越明月并不清楚骆惊风心中的创伤,更不清楚其中的恩怨。但是,她唯一明白的就是严尤教唆杀了骆惊风会有重赏,还能消除娘的恩怨,报了姨娘南邪的深仇大恨。
虽然之前一直这么想,也一直这样坚定地履行着。但就在几个时辰之前,所有的想法和坚定,都随着一声师傅的喊叫,无力的消失了。
骆惊风并不是自己的仇敌,也不是严尤和姨娘一再宣扬的那样讨厌跋扈。相反,在自己看来,倒是一个很有担当,很有大义之人。
她虽然没有看他,但思想一直没有停下对他的想象。
哎!
“明月,也许你娘并没有细说我的过去。”
骆惊风深情满满地瞅了一眼越明月,头却无力地耷拉了下来。
哦!
“师傅的过去,我还真是不知道,也没听人说过。”
越明月又忘记了自己尴尬的身材,抬头挺胸地挪动着凳子,面对面地瞅着骆惊风,脸上出现了等待的神态。
“我从小是在师傅身边长大的,一直以为我就是从石头缝里蹦出来的孤儿。但是,就在师傅离世的时候,我才知道是有爹娘的。在千辛万苦中,总算是找到了爹,还没来得及叫一声爹,却被严尤杀害。
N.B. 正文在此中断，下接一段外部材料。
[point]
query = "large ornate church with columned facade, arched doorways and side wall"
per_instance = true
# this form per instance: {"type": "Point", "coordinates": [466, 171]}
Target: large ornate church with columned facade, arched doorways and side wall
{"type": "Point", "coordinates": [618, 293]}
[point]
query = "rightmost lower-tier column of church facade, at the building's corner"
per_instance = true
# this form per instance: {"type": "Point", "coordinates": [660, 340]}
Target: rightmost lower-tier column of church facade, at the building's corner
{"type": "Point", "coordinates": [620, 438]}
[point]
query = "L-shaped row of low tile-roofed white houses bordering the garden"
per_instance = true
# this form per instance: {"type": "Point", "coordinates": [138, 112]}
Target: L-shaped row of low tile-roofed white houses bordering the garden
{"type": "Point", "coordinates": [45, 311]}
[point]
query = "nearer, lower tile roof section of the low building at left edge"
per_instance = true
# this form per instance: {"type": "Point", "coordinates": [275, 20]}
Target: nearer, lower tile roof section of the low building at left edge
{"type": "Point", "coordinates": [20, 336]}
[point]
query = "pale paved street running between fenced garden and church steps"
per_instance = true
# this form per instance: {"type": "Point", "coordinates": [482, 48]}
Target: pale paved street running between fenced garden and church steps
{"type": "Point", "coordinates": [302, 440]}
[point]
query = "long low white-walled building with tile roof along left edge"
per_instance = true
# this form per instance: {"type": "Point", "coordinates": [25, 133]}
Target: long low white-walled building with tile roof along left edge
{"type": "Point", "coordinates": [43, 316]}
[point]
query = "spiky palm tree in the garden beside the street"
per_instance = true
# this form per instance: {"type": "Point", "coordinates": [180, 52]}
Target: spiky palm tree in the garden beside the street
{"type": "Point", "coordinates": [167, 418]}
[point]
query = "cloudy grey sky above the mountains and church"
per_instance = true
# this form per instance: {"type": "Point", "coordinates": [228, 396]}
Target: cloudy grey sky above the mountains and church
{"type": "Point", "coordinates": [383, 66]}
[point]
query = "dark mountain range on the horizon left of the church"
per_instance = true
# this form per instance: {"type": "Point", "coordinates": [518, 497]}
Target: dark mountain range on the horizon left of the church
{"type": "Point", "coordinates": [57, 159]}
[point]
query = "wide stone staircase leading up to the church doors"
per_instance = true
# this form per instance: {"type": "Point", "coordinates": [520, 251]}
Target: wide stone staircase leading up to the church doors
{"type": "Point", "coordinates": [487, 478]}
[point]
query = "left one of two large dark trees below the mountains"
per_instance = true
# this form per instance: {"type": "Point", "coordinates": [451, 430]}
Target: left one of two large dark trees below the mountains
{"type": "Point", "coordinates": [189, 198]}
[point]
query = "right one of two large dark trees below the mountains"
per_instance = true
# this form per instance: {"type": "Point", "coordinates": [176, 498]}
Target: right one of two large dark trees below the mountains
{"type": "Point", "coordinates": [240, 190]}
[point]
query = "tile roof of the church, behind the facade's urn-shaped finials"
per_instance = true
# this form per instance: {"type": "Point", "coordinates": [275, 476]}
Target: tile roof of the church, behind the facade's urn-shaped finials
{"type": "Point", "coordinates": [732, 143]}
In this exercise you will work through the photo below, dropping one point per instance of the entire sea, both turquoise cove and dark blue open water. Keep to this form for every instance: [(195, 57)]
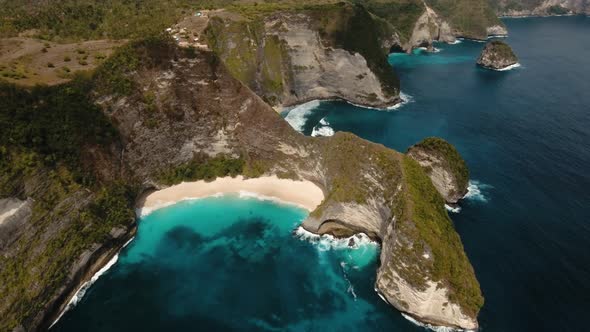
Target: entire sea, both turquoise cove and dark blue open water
[(230, 263)]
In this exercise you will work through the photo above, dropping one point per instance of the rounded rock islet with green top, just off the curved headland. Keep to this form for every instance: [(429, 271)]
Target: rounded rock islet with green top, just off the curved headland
[(445, 167)]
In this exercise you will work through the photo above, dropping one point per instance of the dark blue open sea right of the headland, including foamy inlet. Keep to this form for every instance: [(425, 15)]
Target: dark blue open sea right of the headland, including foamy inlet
[(524, 134)]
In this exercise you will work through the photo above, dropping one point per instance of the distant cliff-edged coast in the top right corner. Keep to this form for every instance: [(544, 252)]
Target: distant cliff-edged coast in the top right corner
[(540, 7)]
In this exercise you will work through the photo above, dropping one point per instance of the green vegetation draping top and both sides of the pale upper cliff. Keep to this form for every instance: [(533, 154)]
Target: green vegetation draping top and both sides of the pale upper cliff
[(258, 58)]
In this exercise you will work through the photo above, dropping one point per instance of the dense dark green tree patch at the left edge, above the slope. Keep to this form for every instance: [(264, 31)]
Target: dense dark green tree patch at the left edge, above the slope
[(56, 123)]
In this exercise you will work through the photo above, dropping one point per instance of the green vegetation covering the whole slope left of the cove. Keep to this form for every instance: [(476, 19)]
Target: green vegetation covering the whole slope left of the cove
[(49, 142)]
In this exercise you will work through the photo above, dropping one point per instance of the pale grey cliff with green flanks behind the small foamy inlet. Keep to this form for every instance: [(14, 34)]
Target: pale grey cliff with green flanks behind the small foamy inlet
[(319, 52)]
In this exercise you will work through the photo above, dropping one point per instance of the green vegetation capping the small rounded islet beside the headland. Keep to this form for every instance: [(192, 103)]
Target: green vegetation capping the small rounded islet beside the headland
[(450, 155)]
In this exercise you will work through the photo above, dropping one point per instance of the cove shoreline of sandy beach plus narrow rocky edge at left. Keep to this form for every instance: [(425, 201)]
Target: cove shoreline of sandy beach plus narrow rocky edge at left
[(304, 194)]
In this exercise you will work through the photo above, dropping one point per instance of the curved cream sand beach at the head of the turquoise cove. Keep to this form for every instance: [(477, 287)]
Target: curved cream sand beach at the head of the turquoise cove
[(301, 193)]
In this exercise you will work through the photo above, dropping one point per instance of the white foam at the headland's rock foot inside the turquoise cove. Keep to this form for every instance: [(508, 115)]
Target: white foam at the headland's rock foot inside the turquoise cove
[(328, 242)]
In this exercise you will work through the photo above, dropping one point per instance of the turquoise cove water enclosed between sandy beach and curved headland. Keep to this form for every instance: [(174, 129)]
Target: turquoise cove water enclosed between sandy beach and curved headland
[(232, 263)]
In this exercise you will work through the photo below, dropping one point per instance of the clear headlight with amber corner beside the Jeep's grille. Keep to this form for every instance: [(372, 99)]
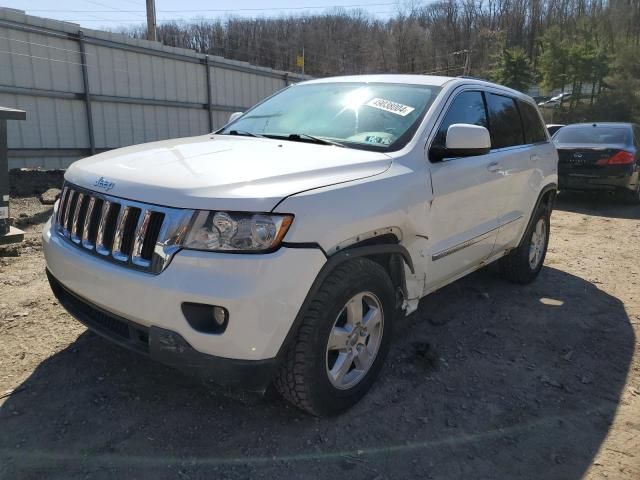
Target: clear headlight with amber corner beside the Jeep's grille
[(237, 232)]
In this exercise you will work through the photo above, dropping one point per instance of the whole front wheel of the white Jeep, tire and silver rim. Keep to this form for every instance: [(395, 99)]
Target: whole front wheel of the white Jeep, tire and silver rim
[(343, 340)]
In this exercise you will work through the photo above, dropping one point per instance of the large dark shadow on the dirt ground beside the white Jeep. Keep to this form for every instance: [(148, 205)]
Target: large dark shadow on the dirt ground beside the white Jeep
[(487, 380)]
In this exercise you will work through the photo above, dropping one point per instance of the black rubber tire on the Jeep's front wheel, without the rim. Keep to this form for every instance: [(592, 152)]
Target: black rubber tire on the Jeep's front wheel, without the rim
[(303, 379)]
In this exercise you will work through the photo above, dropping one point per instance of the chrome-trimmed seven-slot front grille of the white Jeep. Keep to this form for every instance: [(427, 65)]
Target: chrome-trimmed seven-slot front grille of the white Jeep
[(132, 234)]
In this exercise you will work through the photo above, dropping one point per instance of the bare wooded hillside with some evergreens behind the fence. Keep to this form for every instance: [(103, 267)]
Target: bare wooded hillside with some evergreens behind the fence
[(588, 47)]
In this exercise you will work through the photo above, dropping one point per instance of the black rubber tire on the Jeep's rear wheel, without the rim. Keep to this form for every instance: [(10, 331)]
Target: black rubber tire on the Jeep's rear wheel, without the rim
[(515, 266)]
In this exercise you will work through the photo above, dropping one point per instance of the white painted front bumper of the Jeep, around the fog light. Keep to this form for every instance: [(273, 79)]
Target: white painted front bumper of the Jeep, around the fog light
[(262, 293)]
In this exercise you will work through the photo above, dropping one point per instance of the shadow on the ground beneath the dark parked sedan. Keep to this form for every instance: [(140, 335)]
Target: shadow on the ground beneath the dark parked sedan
[(596, 203)]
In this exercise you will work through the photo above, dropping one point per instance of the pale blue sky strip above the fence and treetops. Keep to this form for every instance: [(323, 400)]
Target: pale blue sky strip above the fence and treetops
[(111, 14)]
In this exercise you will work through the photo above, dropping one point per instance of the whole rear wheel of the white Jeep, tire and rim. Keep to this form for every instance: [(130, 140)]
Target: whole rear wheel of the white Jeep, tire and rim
[(523, 264)]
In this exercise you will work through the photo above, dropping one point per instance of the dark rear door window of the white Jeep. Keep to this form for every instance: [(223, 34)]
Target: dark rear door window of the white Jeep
[(506, 128)]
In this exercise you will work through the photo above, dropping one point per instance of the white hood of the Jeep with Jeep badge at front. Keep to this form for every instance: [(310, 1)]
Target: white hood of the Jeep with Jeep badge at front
[(222, 172)]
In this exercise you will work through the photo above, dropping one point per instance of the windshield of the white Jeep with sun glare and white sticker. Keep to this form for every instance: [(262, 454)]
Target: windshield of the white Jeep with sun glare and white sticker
[(370, 116)]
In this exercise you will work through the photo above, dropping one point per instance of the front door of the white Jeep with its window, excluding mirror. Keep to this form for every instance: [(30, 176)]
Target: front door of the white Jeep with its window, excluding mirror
[(464, 212)]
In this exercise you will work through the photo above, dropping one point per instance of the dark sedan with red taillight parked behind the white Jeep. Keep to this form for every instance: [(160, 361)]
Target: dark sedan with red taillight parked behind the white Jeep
[(600, 156)]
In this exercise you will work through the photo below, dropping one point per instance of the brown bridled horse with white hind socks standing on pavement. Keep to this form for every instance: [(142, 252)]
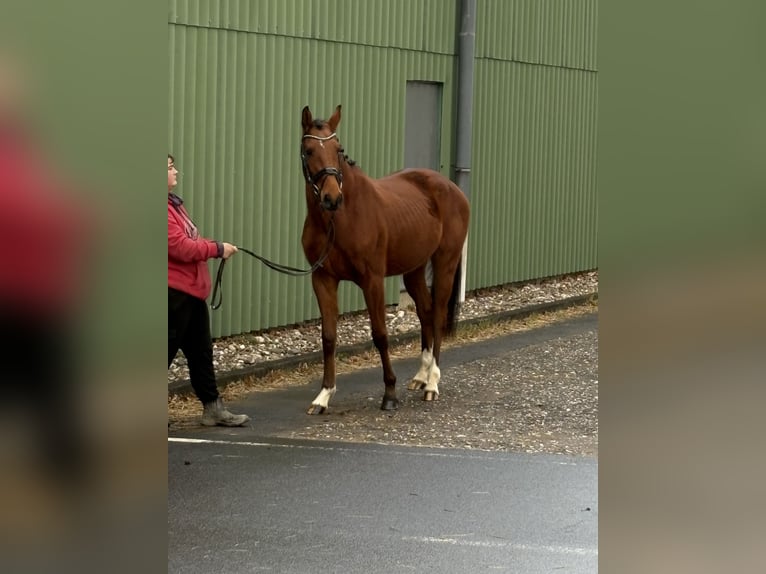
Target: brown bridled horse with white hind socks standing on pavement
[(377, 228)]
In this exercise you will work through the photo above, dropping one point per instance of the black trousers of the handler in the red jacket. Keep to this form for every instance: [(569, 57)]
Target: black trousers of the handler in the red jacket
[(189, 331)]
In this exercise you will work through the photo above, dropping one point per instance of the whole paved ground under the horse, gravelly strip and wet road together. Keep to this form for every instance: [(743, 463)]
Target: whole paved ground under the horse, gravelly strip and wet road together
[(280, 497)]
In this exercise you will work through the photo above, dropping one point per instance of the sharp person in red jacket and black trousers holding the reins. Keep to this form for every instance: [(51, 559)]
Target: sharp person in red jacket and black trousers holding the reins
[(188, 317)]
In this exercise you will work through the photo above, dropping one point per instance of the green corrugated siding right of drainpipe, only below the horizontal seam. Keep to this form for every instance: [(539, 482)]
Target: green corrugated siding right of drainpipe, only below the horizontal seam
[(537, 128)]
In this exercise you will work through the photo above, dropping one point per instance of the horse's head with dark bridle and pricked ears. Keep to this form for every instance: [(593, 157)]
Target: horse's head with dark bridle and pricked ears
[(321, 156)]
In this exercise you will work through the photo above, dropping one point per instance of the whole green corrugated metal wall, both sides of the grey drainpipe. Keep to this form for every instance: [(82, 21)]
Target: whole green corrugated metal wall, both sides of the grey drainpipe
[(241, 72)]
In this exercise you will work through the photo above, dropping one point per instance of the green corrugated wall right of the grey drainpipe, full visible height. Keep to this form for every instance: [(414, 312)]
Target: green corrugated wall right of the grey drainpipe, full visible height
[(533, 189)]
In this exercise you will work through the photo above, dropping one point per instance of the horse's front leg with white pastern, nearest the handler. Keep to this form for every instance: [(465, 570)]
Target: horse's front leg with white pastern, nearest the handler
[(326, 291)]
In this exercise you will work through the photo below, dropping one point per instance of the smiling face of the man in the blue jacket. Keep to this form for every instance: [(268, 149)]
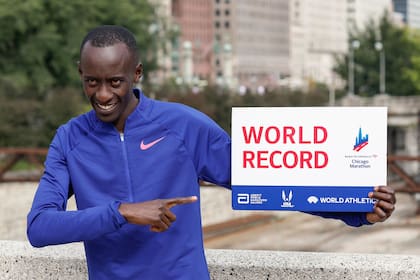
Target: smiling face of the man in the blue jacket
[(108, 75)]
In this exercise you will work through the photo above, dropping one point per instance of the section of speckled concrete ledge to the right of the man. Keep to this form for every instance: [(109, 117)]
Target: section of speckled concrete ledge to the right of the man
[(250, 265)]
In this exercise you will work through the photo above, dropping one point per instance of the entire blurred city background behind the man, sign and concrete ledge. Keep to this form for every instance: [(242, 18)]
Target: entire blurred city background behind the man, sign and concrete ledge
[(213, 55)]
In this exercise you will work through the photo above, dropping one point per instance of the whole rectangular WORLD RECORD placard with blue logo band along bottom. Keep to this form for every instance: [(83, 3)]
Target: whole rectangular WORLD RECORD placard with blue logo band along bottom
[(307, 158)]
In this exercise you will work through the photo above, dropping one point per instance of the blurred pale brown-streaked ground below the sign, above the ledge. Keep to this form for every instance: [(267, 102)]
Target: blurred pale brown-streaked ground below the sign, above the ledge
[(303, 232)]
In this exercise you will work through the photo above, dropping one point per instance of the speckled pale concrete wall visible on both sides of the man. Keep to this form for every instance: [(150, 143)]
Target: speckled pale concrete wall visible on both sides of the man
[(18, 260)]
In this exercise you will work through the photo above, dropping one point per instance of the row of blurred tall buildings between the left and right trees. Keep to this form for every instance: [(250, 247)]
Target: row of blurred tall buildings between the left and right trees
[(257, 44)]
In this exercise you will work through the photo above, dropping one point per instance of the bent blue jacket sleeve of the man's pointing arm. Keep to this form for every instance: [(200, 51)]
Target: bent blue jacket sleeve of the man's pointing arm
[(48, 222)]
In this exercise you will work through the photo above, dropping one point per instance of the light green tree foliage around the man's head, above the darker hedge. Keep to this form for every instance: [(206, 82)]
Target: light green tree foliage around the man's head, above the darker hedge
[(40, 39)]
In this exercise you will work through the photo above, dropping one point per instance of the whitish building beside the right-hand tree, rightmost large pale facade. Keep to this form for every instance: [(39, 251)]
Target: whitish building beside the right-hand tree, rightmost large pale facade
[(322, 31)]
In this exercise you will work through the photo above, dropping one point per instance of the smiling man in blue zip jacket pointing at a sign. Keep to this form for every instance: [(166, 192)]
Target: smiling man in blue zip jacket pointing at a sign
[(128, 162)]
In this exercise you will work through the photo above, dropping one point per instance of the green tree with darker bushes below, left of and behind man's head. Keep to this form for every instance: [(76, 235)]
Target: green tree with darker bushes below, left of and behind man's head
[(39, 50)]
现在,我又成孤家寡人了,好在还有天愁他们,要不然,我也不知道还能不能活到现在。”
低沉而又带着泣声的骆惊风,诉说着很久远,却又非常伤心的过去。那声调和语言,忧伤得让人仿佛要随着话语而落泪。
“我也不是非要与很多人为敌,更不想参合在无情的战乱当中。但阴差阳错的不知不觉中,被卷入了战争,伤害了很多人。同样,有很多人也伤害我了,甚至夺走了我至亲的生命。”
他终于没能止住悲愤的泪水,滴答而落。
呃!
“原来师傅还有这么不幸的过去,简直比我还惨不忍睹。”
越明月虽然满脸浮动着忧郁,但并没有因此而跟着伤心,她毕竟没有过这样的经历。
她偷偷地望了一眼骆惊风的泪脸,吓得一伸舌头不言语了。
“好了,不要再给老大浇油添火了,他都够难受的了。”
海天愁站起来,瞪了一眼越明月,走到了骆惊风的身边。
“都过去了,过去的就永远让沉淀在心里,别翻动,也别再思想。眼下,我们该拿个主意,看之后怎么做。”
他一边说着,一边拍了拍骆惊风的肩膀。
骆惊风抬起了泪痕满满的脸颊,一个轻微的憋气中,眨巴了一下眼睛,将最后一滴泪水挤在了眼眶处,
“这之后的事情,更让我焦虑无助呀!”
他舔了一下嘴唇。
“如果按照之前咱们的计划行进,那我们彻底就无法向明月交代。而且这中间的很多事情,也不是明月娘和南邪直接造成的,之前的账还没有理由让她们来承担。如果改变之前的计划,那我们下一步又将是个何去何从!”
骆惊风瞟了一眼低着头的越明月,又仰望了一眼海天愁。
“虽然是有些难度,但是我们可以改变一下方法。”
海天愁退后了一步,但没有返回坐在凳子上,而是站在了范建的身边。
“这里的善后事情,就交给他去做,我们在幕后操纵。”
他说着,又把手臂搭在了范建的肩膀上。
“不可以,根本不行。这不是我骆惊风的行事风格,我们不能做带一点的龌龊之事。”
突然之间,骆惊风变得气哄哄的。
他连连摆着手,还瞪大了眼睛,很生气地盯着海天愁。
“遇到这样的事情,我们不能拿兄弟们的命去换回面子,更不能卑鄙到暗中使坏。没有好的办法解决,那我们可以放下来,暂时不去解决,但绝对不能做突破底线的事情。”
骆惊风继续摇着头,但摇着的幅度变小了。
他移动着目光,凝视着门外的一滞中,突然露出了笑容。
“明月说说,我觉得你的鬼主意挺多的。”
越明月惊愕地抬头,先看了一眼骆惊风,又望了一眼海天愁,但最后的目光,还是落在了骆惊风的脸上。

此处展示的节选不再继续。